# Carbon handlebar for Look 566?



## scuollo (Aug 2, 2010)

I am building a Look 566, so far with Campy Chorus, Easton EA90SL wheels. I am looking for a handlebar and stem and debating if a carbon bar is worth the extra cost over an alloy bar. I have seen some opinions that a carbon bar is of no extra compliance benefit on a carbon frame. Yes - it looks better and matches the bike,and I know after paying what I have for even used components an extra $100 is kinda trivial. But a buck is a buck and I want everything on the bike to not only have a story but add to performance.

What has been the experience of this group? Is there a benefit to a carbon bar on the 566?


----------



## skyliner1004 (May 9, 2010)

if you're aiming for top performance, carbon will give lowest weight in the handlebar. you will pay for it, but they're lighter.

For my 566, i aimed for best bang/buck/looks and went with the Ritchey WCS Logic II in 40cm width. The exact weight of it on my home scale is 248g. 

carbon will not get you any vibration dampening that you can't achieve with 2 less psi in your front tire, a softer saddle, thicker padded shorts, gloves, or softer handlebar tape.

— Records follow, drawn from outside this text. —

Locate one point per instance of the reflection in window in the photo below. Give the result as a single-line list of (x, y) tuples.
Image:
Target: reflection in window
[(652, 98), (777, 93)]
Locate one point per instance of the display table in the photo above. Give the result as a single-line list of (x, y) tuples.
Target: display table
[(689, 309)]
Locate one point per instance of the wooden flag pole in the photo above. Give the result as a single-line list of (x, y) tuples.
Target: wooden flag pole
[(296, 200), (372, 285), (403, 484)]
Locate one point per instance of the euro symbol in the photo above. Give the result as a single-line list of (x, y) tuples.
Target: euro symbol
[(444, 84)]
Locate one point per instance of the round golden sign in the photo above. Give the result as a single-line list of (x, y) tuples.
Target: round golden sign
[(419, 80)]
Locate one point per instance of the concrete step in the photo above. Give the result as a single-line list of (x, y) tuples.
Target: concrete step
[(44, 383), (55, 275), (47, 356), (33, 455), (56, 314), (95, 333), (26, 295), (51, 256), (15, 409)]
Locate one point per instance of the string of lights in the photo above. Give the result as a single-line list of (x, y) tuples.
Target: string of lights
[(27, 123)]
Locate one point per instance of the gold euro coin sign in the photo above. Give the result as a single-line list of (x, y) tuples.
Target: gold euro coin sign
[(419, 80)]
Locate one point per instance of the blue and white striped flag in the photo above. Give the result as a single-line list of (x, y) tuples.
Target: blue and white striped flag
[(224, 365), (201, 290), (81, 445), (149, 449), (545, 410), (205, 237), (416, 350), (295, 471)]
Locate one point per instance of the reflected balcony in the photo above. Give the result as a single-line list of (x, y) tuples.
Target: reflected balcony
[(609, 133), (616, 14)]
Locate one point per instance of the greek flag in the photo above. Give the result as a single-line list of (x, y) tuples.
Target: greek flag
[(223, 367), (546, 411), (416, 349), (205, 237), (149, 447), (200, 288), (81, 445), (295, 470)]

but it looks like you're already spending a pretty good amt on your 566, so i wouldn't be surprised if you decided to throw down the $$ for carbon. it sure would look good! Ritchey Superlogic is some good stuff.


----------



## scuollo (Aug 2, 2010)

I do not see a great weight advantage between a good alloy bar and a carbon one, but yes carbon is lighter at a cost. Thanks for your observation on vibration too. 
I was looking for a "ergo" bend, versus the "anatomic" bend I see on most of the Ritchey and Easton bars. I am considering Deda, FSA, Zipp, 3T.


----------



## Weav (Jun 21, 2009)

3T has some nice stems that would go great with the 566, especially if you have the red pinstripe paint on your bike. http://www.glorycycles.com/3tstems.html

They probably have matching bars and seatpost as well. 

Ritchey makes some nice stuff too.


----------